En el mapa de escenarios icónicos de las novelas de intriga –el Londres brumoso de los pioneros, los bajos fondos de California que alumbraron el hard boiled, el luminoso Mediterráneo o la Escandinavia gélida que han ganado puntos en las últimas décadas- no figura ningún destino asiático. Sin embargo, la novela negra japonesa, de estilo sobrio y minucioso, capaz de ensamblar su propia tradición milenaria con una indudable influencia occidental, es capaz de proporcionar muchas horas de felicidad a los aficionados.

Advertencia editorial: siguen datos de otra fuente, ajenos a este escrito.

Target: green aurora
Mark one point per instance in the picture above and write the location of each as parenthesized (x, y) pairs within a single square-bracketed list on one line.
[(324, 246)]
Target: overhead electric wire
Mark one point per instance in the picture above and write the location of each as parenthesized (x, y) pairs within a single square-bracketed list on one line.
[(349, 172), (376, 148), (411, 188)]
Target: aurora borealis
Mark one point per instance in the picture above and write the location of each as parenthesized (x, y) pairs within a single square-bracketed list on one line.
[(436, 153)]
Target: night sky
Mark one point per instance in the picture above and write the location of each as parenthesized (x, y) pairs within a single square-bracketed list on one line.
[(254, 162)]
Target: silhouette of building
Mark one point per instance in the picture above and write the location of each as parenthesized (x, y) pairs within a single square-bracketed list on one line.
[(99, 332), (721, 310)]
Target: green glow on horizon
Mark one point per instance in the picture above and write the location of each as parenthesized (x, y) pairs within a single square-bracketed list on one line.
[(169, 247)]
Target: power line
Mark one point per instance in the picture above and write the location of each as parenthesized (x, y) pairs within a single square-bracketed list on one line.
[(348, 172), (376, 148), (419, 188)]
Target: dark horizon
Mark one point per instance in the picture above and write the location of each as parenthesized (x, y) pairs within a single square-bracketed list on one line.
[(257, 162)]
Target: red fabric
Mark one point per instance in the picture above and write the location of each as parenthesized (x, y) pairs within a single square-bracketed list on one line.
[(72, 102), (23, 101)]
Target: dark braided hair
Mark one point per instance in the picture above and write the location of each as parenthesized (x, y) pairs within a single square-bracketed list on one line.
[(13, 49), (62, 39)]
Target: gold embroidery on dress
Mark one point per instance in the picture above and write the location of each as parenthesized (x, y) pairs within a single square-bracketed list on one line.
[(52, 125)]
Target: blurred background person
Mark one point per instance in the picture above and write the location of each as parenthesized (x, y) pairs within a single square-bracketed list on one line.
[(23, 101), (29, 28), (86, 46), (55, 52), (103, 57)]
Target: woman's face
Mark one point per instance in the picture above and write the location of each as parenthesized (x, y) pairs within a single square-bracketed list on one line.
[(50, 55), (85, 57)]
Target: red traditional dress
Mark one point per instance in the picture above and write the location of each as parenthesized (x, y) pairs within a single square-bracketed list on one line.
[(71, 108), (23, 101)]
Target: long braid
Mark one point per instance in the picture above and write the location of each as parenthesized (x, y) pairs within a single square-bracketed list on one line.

Publicada por entregas en 1958, El expreso de Tokio es una de las cumbres de la literatura criminal nipona, y el mayor éxito de su autor, Seicho Matsumoto (1909-1992), prolífico escritor de un puñado de géneros que está llegando poco a poco a las librerías españolas de la mano de Libros del Asteroide.
Aunque suene a tópico, diría que la trama de la novela es precisa, limpia y prolija como una pieza de origami. Todo comienza con el hallazgo, en una desolada playa de la isla de Kyushu, de los cadáveres de un funcionario y una camarera. ¿Doble suicidio de unos amantes? El subinspector Mihara, de la Policía Metropolitana de Tokio, cree que es algo más complejo, y comenzará una investigación que le llevará de un extremo a otro del país.
Tan lograda como la arquitectura es la atmósfera, oscura y densa, plenamente japonesa, aunque al mismo tiempo muy cercana a al París de George Simenon –con quien se ha comparado mucho a Matsumoto- o a la Los Ángeles de Raymond Chandler. Los trenes, claro, son protagonistas. También los oscuros despachos de la administración pública, los restaurantes decadentes con banda sonora de cuencos y palillos o las casas rurales de la costa, donde parece llover eternamente. De fondo, los problemas sociales y políticos de un Japón que todavía no se ha recuperado del todo de la catástrofe bélica, un país en el que los viejos principios –el honor, la tradición, la cohesión familiar…- empiezan a chocar con un incipiente cosmopolitismo.
Ni idea de cómo sonará la novela leída en japonés, pero en la traducción de Marina Bornas ha quedado una prosa bella y contenida, hecha de frases cortas y sólidas, sin ningún adjetivo innecesario, ¡como si fuera tarea fácil! Mientras uno avanza por el libro, tiene la sensación de viajar en un tren con los horarios medidos al detalle –no es un juego de palabras: la puntualidad es esencial en la historia- hacia un final que no decepciona: la solución del enigma es tan sorprendente como lógica.
La novela, en suma, es ideal para zambullirse en la literatura asiática sin alejarse demasiado del estilo de los clásicos, a modo de vacaciones cortas y placenteras. Aunque puede que a algún lector le guste demasiado el Tokio oscuro de Matsumoto y quiera quedarse allí por una temporada.